2016 Annual Report – Military Ordinariate
Military Ordinariate Provincial Council President
2016 Annual Report
It gives me great pleasure to submit this annual report on behalf of Military Ordinariate Provincial Council. After receiving eight of the 14 council presidents’ reports via the new online reporting system and reading the executive committee reports, it was easy to see that although the provincial council was small in numbers, there were a very busy bunch of members.
Medical assistance in dying and palliative care issues were at the forefront of most agendas. I believe this was due to the national theme as 89% of councils reported that it was beneficial in assisting with their activities. Eighty seven percent of councils reported supporting their chapel community was one of their three main priorities. Other priorities listed were youth mental health, spiritual development, being rooted in gospel values, supporting organizations through charitable donations, being informed on current issues, home care, membership, the well being of their council and fellowship.
The treasurer’s annual report clearly placed this into perspective when it showed that 38% of money donated was reported under the education and health standing committee, followed by 23% donated under the community life standing committee, i.e., food banks and emergency shelters.
Councils received their information via The Canadian League (100%), provincial League websites/newsletters (89%), national communiqués (67%), national website (55%), provincial communiqués and council chairpersons. All information brought forward via a council chairperson report was discussed and acted on.

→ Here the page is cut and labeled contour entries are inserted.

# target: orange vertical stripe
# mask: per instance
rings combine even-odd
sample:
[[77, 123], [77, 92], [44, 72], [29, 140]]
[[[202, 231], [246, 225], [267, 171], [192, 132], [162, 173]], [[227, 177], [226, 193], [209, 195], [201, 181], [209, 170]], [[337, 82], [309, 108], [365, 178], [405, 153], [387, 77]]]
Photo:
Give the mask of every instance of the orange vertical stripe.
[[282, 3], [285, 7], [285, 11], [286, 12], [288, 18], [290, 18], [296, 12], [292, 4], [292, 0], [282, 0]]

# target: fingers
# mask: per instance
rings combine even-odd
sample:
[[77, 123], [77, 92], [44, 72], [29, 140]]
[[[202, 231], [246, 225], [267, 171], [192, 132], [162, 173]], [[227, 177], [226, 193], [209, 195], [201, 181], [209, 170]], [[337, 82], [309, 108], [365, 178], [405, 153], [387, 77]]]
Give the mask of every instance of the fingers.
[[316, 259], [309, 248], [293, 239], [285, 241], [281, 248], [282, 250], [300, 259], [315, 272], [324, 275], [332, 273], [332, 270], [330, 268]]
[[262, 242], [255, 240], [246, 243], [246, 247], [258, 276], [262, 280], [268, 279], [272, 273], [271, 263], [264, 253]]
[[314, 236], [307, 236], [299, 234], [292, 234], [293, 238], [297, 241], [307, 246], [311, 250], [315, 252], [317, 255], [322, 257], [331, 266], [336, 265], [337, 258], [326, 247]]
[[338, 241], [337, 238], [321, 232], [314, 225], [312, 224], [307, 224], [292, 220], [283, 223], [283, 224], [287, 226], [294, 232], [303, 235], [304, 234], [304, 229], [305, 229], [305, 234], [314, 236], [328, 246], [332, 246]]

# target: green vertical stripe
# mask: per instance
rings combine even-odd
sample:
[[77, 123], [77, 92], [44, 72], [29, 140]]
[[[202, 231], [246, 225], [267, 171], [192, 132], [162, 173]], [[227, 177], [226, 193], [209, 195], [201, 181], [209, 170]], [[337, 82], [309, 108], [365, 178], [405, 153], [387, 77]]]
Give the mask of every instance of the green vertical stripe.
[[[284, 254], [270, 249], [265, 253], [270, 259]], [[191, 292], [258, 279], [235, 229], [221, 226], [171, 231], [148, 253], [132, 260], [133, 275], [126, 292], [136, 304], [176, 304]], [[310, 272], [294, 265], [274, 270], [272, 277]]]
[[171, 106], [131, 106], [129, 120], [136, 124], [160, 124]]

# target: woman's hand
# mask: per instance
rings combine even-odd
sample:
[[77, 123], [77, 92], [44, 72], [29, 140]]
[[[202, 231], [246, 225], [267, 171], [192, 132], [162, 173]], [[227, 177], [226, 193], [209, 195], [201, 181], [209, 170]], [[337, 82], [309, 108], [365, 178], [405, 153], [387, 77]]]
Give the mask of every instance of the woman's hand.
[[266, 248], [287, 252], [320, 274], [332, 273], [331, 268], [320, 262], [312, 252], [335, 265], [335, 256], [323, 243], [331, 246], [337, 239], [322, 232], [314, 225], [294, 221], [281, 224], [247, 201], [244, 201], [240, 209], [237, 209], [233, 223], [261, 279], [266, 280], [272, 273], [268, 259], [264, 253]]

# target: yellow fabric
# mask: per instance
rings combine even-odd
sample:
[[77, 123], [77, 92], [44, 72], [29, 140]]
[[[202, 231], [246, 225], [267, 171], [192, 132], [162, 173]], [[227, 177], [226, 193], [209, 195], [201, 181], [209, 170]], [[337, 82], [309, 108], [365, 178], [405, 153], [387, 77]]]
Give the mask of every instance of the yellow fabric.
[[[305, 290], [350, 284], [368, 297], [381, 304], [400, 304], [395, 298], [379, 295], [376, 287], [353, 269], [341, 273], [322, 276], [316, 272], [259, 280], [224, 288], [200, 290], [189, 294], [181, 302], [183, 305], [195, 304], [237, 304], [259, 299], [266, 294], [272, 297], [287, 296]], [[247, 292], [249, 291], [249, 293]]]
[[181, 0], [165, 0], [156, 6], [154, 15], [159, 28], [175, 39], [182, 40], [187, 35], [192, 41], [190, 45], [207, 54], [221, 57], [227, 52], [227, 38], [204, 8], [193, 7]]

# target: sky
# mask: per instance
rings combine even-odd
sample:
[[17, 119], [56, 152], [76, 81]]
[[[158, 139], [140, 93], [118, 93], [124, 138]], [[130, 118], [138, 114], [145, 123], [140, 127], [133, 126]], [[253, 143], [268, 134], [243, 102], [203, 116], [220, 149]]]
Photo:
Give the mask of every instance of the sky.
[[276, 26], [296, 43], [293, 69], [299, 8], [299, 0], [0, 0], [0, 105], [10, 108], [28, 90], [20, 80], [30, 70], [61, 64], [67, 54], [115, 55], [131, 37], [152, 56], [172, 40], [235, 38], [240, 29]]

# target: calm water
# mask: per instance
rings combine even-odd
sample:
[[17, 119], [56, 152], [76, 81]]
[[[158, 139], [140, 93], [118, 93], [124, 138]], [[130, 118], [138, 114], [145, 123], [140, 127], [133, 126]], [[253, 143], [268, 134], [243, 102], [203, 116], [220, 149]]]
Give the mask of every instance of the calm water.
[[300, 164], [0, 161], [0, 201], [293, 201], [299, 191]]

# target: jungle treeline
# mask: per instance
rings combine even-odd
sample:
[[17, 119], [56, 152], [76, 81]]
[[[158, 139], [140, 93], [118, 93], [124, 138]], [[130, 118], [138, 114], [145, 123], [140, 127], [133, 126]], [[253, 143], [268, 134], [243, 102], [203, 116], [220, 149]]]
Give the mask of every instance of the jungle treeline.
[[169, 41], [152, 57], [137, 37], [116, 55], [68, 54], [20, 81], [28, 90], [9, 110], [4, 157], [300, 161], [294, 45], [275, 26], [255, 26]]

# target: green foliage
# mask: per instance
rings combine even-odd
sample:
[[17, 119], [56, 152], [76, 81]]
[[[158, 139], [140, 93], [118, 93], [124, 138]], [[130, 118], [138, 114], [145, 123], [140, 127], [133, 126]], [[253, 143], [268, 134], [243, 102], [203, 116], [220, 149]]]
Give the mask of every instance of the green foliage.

All councils reported using text messaging as one means of communicating and some councils reported using other up to date and quick methods such as private Facebook groups and e-mails. Other methods of communicating were via telephone and in person after Sunday mass.
All councils reported meeting monthly, except in the summer months. Ninety percent of councils did not hold executive meetings due to their small membership. It was evident that spiritual advisors were very supportive of the council, meeting at minimum monthly, while participating in the monthly meeting. Perhaps one of the reasons that spiritual advisors were so supportive was due to the assistance they received from council members who played a large role in their chapel, serving in all capacities of the mass and on various committees such as choir, decorating, children’s liturgy and pastoral council.
The majority of presidents reported that when they assumed the role of president, they received the greatest assistance from past presidents, life members and past provincial presidents. The movement of council members due to military postings or deployments occasionally caused councils to be left with a past president position vacant. Credit was also given to presidents-elect, treasurers, secretaries and supportive chairpersons.
It was evident from the online report that many resources were available regarding policies, chairperson’s responsibilities, leadership and training. All councils reported using some or all of those resources. Most were too small to have any additional committees; however, they were created on an as required basis to see a task to completion.
Presidents reported council representation at the following events in order of rank: special masses (90%), provincial convention (67%), fundraising dinners and events (55%), workshops and conferences (45%), diocesan convention (33%), other (33% at Remembrance Day services, funerals for members or their spouses, or guests at diocesan events and parish council meetings) and national convention (22%).
Five presidents reported the following about their council:
• “Small but prayerful council that participated in great fashion in our chapel community.”
• “Small council spread over a vast area that worked as a team in the community.”
• “Very small council, however a vibrant cohesive group.”
• “Busy year with a major successful clothes drive for a disability association that resulted in six new members.”
• “Challenging term with women working full time, raising families and finding energy and time to devote to the League.”
I am very proud to report that last year, the provincial council experienced an increase in membership. Three councils celebrated anniversaries: Holy Family, CFB Kingston, Ontario, 45 years; St. Brendan’s, CFB Halifax, Nova Scotia, 50 years; and Holy Name, CFB Cold Lake, Alberta, 55 years.
One challenge faced every year is gathering members for convention. Being spread from coast to coast, travel expenses can be costly. Last year the convention was held in Borden, Ontario, which was centrally located and utilized the military establishment. Through thrifty spending, the host council was able to recognize a profit that was deposited into a convention fund to assist members in attending a provincial or national convention.
Following elections at the provincial convention, positions were vacant and appointments were required. It was great to see members who were willing to step up and commit to the League.
I have thoroughly enjoyed my time as president and it gives me great pleasure to represent the provincial council. I would like to thank all provincial presidents and the national executive for their support and assistance.
Finally I will say that although Military Ordinariate Provincial Council is small, it continues to grow; a mighty force to be reckoned with.